I thought back to the camp, to our arrival and the faces looming towards us of skeletons barely living. Three months it had taken, for us to become one of them.

And I thought of life back in our village, back home, years ago, a life ago. We never had much food, but we had enough to survive, just. We could grow things, our own food, not a lot, but we had a little ground at the back of the house with enough space for a couple of rows of potatoes and a few carrots. Enough to ease away the clawing hunger the day brought and to help you sleep through the night without your stomach rumbling you awake.

Here in the town, there was barely any ground to grow anything, people lived in apartment blocks or tiny houses and you relied on what the government said were your rations, what you needed to survive given the job you did and the age you were.

“What about your rations?” I asked.

He looked up at me with his wide eyes, mocking. “I don’t get rations,” he said. “Because I don’t live anywhere. And even those who do only get a handful of rice a day.” He paused a moment, wiping his face with fingers like dried twigs about to snap. “It’s the same everywhere,” he said. “Doesn’t make any difference if you sneak on a train and go to the next town. It’s all the same. May as well die here as there.”

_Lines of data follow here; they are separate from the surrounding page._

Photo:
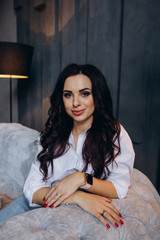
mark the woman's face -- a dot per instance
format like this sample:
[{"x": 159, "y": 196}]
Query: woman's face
[{"x": 78, "y": 99}]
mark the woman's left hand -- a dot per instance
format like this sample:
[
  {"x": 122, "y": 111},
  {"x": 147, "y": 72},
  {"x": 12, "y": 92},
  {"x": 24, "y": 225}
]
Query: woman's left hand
[{"x": 63, "y": 189}]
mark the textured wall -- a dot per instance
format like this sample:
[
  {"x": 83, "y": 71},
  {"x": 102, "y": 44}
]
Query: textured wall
[{"x": 122, "y": 38}]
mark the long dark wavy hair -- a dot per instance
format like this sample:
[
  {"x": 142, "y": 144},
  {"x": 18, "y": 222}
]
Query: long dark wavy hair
[{"x": 101, "y": 145}]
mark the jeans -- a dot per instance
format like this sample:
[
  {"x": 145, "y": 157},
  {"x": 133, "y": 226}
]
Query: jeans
[{"x": 18, "y": 206}]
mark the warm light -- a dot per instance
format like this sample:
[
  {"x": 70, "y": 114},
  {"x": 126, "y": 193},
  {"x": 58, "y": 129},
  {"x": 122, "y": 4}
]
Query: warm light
[{"x": 12, "y": 76}]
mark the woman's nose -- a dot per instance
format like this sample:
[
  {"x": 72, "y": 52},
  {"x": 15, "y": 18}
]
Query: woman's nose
[{"x": 76, "y": 102}]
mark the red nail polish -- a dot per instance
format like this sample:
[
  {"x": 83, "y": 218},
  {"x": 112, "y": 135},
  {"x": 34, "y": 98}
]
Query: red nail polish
[
  {"x": 107, "y": 225},
  {"x": 121, "y": 222},
  {"x": 116, "y": 225}
]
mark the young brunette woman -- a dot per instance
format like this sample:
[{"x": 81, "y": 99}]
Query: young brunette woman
[{"x": 85, "y": 156}]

Suddenly I saw myself, lying dead on the ground with my baby crying before his last breath left his body. What right had I bringing another hungry mouth into this world? How long could we survive?

No
, I thought,
no, no, no. I will not let this be me. I will not let this be my baby. I’ll move on. I’ll follow the tracks and I’ll make it to Mother’s town. If it takes me days or weeks or months. I will not become one of these.

I tried to stand, every muscle in my body stiff and unwilling, and I glanced down at the tiny bundle hidden in my clothing, his perfect face so calm, so trusting.

If only he knew how valuable, how important, how rare every breath he takes is. How fragile. How each one goes against what should be.

I ignored the pain in my body and I stood up. “I have to go,” I said.